[Moved] Problem using QXmlStreamReader to parse html tag
-
Hi,I want to use QXmlStreamReader to parse a html file ,I want to get the all <p> content ,but in some <p> tag ,there is another <em> tag ,I can't get all <p> tag content when meeting <em>,the QXmlStreamReader can'not read <em> tag.
here is the html file :
@
<?xml version='1.0' encoding='utf-8'?>
<html>
<body class="calibre">
<hr class="calibre6" id="calibre_pb_6"/><h3 id="calibre_toc_7" class="calibre7">CHAPTER VI</h3>
<p class="calibre4">PREPARING TO BE A SAILOR</p>
<p class="calibre4">"Take you for an old fraud," replied the unabashed first mate of the <em class="calibre5">Fancy</em>. "Of course you would be bankrupted, as you ought to have been long ago, if you gave fifty dollars on every turnip that is brought in; but you could well afford to advance a hundred on this watch, and you know it."</p>
<p class="calibre4">"Veil, I tell you; I gifs t'venty-fife."</p>
<p class="calibre4">[Illustration: "'VELL, I TELL YOU. I GIFS YOU TVENTY-FIFE'"]</p>
<p class="calibre4">"Fifty," said Bonny, firmly.</p>
</body>
</html>
@here is the code to parse the html 's <p> and <em> tags,what's wrong with this!
@
QString CParseEpubHtml::ParseHtml( QString filePath)
{
QFile pTmpFile(filePath);
if(!pTmpFile.open(QIODevice::ReadOnly))
{
qWarning("Error opening file");
// return -1;
}
QXmlStreamReader xmlReader(&pTmpFile);
xmlReader.setDevice(&pTmpFile);while(!xmlReader.atEnd() && !xmlReader.hasError()) { xmlReader.readNext(); if(xmlReader.isStartElement()){ if( xmlReader.name()=="p") { m_ReadContent +=xmlReader.readElementText(); } } if(xmlReader.name()=="em") { xmlReader.readNext(); m_ReadContent+=xmlReader.readElementText(); } if(xmlReader.isEndElement()) { if(xmlReader.name()=="p") m_ReadContent+="\n"; if(xmlReader.name()=="html") break; } }
return m_ReadContent;
}@
Another qusetion is that can TextEdit in QML support the css ,I want to show the text in the TextEdit just like in the html,it can keep the style like html!
thank you for reply!
My best regards. -
There is a hierarchy flaw within your loop.

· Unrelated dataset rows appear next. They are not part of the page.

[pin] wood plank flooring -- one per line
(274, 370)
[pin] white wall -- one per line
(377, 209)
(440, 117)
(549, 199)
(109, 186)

Try this:@while(!xmlReader.atEnd() && !xmlReader.hasError())
{
xmlReader.readNext();
if(xmlReader.isStartElement()){
if( xmlReader.name()=="p")
{
m_ReadContent +=xmlReader.readElementText();
}
if(xmlReader.name()=="em")
{
xmlReader.readNext();
m_ReadContent+=xmlReader.readElementText();
}} if(xmlReader.isEndElement()) { if(xmlReader.name()=="p") m_ReadContent+="\n"; if(xmlReader.name()=="html") break; } }@
How about writing a separate post regarding CSS? It might get lost where it is now.
-
Maybe instead of using TextEdit you could use "QWebView":http://developer.qt.nokia.com/doc/qt-4.7/qwebview.html instead. This way you can edit your content inside the WebView like a "WYSIWYG editor":http://labs.qt.nokia.com/2009/03/12/wysiwyg-html-editor/ by setting the content to editable. @htmlView->page()->setContentEditable(true);@ And as a bonus you can also parse your HTML doc using "QWebElement":http://developer.qt.nokia.com/doc/qt-4.7/qwebelement.html with Css like selectors.